Field service support: It entails work order dispatching, part order/ reservation, preventative maintenance schedules, and real-time information transfer via mobile technologies. According to Goldenberg (2002), this component has not received a lot of attention in the past acknowledging it to be a large and growing market segment.
E-Business: This is primarily focused on the functionality for the exchange of products/ services via the web. This component has become important given the growth of web-based business-to-business (B2B) and business-to-consumer (B2C) e-commerce applications.
Multimodal Access: This component enables customers to reach a company through mail, phone, fax, e-mail and the web (including chat forums). This means that the CRM system has to support multiple modes of access from the customers while simultaneously giving the impression that regardless of which mode or modes a customer uses, the operator can maintain a holistic view of the customer at all times.
Data Sharing Tools: This component is a technical constituent. This enables customer service personnel, sales personnel, or the customer to know the state of the order(s) and also to know whether an invoice regarding the business transaction has been received. The integration to the web, legacy systems, and the third-party external information source is very essential for an effective CRM system. Data synchronization is very important for data sharing (Jaychandran, et al., 2005).

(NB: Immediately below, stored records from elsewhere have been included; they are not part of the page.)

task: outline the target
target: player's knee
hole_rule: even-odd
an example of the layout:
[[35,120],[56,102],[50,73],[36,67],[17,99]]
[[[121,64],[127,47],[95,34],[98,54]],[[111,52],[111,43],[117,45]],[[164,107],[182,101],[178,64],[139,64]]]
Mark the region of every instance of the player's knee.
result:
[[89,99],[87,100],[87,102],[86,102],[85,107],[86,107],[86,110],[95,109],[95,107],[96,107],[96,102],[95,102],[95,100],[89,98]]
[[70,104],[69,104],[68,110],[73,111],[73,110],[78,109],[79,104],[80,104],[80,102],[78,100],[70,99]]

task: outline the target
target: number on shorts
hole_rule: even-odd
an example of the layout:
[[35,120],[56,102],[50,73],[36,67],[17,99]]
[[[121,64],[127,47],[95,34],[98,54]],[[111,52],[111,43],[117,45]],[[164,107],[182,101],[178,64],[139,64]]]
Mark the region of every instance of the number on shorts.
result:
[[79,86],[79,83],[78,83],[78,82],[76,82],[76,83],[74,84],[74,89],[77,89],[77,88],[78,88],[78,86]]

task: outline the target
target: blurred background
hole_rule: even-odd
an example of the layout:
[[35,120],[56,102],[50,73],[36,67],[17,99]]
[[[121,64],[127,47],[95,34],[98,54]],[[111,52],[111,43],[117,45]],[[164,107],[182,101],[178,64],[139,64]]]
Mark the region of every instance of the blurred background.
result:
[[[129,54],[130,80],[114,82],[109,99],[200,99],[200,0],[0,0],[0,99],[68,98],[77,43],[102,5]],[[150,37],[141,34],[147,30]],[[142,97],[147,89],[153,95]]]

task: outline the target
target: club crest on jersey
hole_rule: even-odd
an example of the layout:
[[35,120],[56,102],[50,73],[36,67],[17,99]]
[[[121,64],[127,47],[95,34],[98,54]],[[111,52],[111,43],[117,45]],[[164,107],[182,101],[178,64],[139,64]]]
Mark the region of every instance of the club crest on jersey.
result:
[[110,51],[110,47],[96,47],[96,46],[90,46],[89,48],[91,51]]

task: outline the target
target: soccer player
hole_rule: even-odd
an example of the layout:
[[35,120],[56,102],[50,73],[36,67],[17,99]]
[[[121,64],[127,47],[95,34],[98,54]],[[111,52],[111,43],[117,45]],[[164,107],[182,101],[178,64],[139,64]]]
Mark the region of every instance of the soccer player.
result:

These CRM components defined above is a combination of the different classifications that has been stated earlier on. It consists majorly of the operational and analytical CRM, but the collaborative and e-Customer Relationship Management (e-CRM) are also not left-out but prominently involved. Looking at it from two ways, they could also be classified into front-end and back-end systems. Majorly, the front-end systems are customer facing side which is more of operational Customer Relationship Management CRM, here is where customer information are collected through the touch-points mentioned before. The Back-end deals with analytical Customer Relationship Management CRM where stored customer data are analyses so as to segment them and for taking strategic moves in order to offer the customer a valued-packed service.